Pattern | A regular expression to be matched. |
Pattern Map | Stores user-defined data for each pattern. |
FSM | Finite State Machine. An intemediate representation of the patterns. |
Program | A compiled version of the FSM. |
Search Context | A handle for conducting a search using a program. |
First, let's create some sample text to search (this isn't part of Lightgrep):
text = "These aren't the droids you're looking for." data = text.encode('utf-8')
Now define the patterns, or keywords, to search for. A keyword contains a regular expression, list of encodings, and keyword options. Available keyword options are "fixedString" and "caseInsensitive". The default value for both options is False, meaning if you do not specify them, the search for that keyword will be GREP and case sensitive.
pats = ( ('droids', ['UTF-8', 'UTF-16LE'], KeyOpts(caseInsensitive = True)), ('a.*?t', ['ASCII'], KeyOpts()) )
Create an accumulator that will store all hits as they are generated:
accum = HitAccumulator()
Search the data with the previously defined patterns:
with Lightgrep(pats, accum.lgCallback) as lg: hitcount = lg.searchBuffer(data, accum)
Iterate the list of hits:
for h in accum.Hits: print('hit on {} in {} at [{} ,{}): "{}"'.format( h['pattern'], h['encChain'], h['start'], h['end'], data [h['start']:h['end']].decode('utf-8') ))
Run the script to see the output:
$ ./ex.py hit on a.*?t in ASCII at [6 ,12): "aren't" hit on droids in UTF-8 at [17 ,23): "droids"
Where are the program, pattern map, FSM, and search context?

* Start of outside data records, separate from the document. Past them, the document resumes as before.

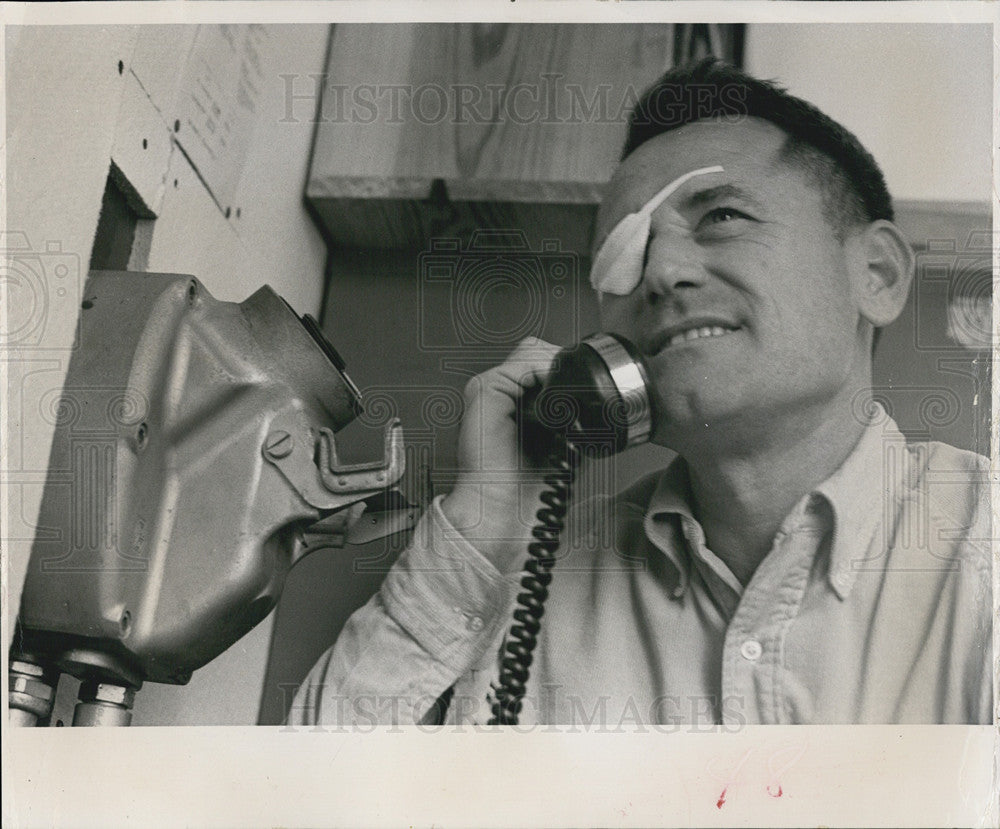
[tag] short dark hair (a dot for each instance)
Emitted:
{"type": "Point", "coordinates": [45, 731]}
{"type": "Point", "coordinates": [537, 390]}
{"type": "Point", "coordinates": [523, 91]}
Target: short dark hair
{"type": "Point", "coordinates": [853, 187]}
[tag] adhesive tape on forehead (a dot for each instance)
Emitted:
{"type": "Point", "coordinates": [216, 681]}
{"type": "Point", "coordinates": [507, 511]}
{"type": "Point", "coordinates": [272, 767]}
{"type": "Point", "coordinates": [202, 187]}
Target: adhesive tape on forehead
{"type": "Point", "coordinates": [617, 268]}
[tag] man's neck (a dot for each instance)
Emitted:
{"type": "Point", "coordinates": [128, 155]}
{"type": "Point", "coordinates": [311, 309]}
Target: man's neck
{"type": "Point", "coordinates": [741, 495]}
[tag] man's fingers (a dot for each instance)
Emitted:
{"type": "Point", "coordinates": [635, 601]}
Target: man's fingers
{"type": "Point", "coordinates": [529, 364]}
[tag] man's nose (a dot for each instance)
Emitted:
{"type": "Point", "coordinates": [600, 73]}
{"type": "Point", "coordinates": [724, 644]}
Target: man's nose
{"type": "Point", "coordinates": [672, 261]}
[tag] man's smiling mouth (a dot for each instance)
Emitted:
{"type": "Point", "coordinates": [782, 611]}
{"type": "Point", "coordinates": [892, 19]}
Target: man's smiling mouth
{"type": "Point", "coordinates": [680, 334]}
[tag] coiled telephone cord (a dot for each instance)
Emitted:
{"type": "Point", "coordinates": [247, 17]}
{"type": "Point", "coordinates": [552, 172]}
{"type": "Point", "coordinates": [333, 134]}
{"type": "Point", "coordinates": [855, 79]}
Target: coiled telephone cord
{"type": "Point", "coordinates": [515, 664]}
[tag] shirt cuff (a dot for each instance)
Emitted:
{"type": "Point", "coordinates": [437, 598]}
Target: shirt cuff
{"type": "Point", "coordinates": [446, 594]}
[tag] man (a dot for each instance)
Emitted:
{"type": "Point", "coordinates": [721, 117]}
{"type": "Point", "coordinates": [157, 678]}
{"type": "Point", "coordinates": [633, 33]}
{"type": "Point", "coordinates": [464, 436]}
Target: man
{"type": "Point", "coordinates": [797, 562]}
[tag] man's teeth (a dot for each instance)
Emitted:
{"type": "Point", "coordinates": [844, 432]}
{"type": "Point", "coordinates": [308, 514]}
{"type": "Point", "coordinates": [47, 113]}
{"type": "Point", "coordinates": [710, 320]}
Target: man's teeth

Not in the simple example.
text = "These aren't the droids you're looking for." data = text.encode('utf-8') pats = ( ('droids', ['UTF-8', 'UTF-16LE'], KeyOpts(caseInsensitive = True)), ('a.*?t', ['ASCII'], KeyOpts()) ) accum = HitAccumulator()
Everything is the same up to this point. Next, though, we can manually create the program, pattern map, and search context:
prog, pmap = Lightgrep.createProgram(pats) lg = Lightgrep() accum = HitAccumulator() lg.createContext(prog, pmap, accum.lgCallback)
We still call searchBuffer() and iterate the hits in the accumulator:
hitcount = lg.searchBuffer(data, accum) for h in accum.Hits: # do stuff with hits
After we're done, we can reset the accumulator and Lightgrep:
accum.reset() lg.reset()
Now we can search another data stream without having to reinitialize everything:
hitcount = lg.searchBuffer(otherdata, accum) for h in accum.Hits : # do stuff with other hits
Finally, close the Lightgrep object:
lg.close()
Use Lightgrep in the language you want!*
*As long as the language you want is C, C++, or Python (or you can write your own bindings).